To be completely clear — because I never want to overpromise — this is the vision, not today’s release. The recommendation capability I am describing is where we are going, built squarely on the foundations we have spent the last year shipping: the living record, real-time capture, automatic achievements, the collaboration layer, and the alerts framework that can deliver this guidance the instant it is relevant.
It would have been easy to promise an AI co-pilot on day one — it is the kind of thing that demos well and ships never. We deliberately did the opposite. Guidance worth trusting can only stand on a foundation that actually exists: a living record that is genuinely complete and current, real-time capture so the system knows what you are doing now, automatic achievements so it knows precisely where you stand, and an alerts framework that can deliver an insight the instant it is relevant. Each of those was a year of real work, and each had to be solid before the next made sense. The recommendation layer is not a pivot; it is the thing all of that groundwork was quietly for.
When this arrives, the bar it has to clear is high, and I know it. A recommendation you cannot rely on is worse than no recommendation, because it wastes the scarcest thing you have — your operating time. So the guidance will be grounded in your real record and the real state of the bands, not vibes, and it will be honest about its own confidence. I would rather it say less and be right than say more and send you chasing ghosts. That is the same instinct that has run through every release: build the thing that actually helps, and never overpromise. I am telling you about this now precisely because it is still ahead of us, and I would rather you watch it take shape than have it dropped on you as a surprise.

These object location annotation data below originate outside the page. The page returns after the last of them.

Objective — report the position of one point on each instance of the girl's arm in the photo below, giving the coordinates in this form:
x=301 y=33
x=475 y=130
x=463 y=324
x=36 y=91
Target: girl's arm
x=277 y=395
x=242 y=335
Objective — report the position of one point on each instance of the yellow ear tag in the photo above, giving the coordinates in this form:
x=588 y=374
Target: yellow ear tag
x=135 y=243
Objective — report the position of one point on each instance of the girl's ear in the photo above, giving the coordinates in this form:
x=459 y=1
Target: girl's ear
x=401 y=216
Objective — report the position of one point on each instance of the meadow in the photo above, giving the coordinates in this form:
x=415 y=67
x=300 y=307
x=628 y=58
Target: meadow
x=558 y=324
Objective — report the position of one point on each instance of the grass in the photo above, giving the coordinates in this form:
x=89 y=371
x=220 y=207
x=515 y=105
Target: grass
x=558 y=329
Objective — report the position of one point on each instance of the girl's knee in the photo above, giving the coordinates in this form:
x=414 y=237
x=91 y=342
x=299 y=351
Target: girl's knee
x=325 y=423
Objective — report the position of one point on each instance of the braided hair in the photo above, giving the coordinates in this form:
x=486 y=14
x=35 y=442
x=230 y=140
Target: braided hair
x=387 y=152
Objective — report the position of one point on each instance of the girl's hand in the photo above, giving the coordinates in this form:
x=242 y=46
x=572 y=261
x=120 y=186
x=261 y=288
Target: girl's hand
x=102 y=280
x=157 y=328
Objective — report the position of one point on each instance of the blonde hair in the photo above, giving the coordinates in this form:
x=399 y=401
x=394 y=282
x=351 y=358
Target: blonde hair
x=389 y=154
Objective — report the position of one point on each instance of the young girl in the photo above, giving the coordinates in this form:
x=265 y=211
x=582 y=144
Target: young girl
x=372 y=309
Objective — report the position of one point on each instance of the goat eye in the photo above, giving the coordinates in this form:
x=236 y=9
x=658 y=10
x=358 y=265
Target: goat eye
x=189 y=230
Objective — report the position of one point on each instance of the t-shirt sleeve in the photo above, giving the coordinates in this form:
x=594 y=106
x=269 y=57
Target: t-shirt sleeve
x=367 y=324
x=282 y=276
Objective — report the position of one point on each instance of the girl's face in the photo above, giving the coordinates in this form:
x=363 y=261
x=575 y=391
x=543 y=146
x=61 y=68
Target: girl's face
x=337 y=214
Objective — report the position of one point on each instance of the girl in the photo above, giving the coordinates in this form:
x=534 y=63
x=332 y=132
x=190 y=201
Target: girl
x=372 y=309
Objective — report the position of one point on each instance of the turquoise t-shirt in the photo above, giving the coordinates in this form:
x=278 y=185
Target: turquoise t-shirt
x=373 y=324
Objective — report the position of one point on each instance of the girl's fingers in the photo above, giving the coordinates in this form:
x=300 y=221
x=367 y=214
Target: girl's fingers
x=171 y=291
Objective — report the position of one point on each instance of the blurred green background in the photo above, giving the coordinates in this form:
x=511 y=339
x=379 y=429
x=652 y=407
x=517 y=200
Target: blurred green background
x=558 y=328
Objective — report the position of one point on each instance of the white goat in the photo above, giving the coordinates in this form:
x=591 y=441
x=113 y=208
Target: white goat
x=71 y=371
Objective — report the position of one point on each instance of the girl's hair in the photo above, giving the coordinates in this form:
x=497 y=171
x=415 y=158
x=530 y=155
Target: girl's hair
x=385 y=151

Because so many things have evolved this year with exciting implications for driving on-air operating excitement, and I think the direction is worth sharing honestly while it is still ahead of us. DxSocial gave your community a live home. QSL Achievements gave you an automatic scoreboard. Real-time alerts started bringing the hobby to you. The next chapter is DxQSO becoming a genuine co-pilot — combining the bands and your own profile into ham radio that not only knows you, but helps you get more out of every hour you spend on the air. That is the horizon we are operating toward. I wanted you to see it too.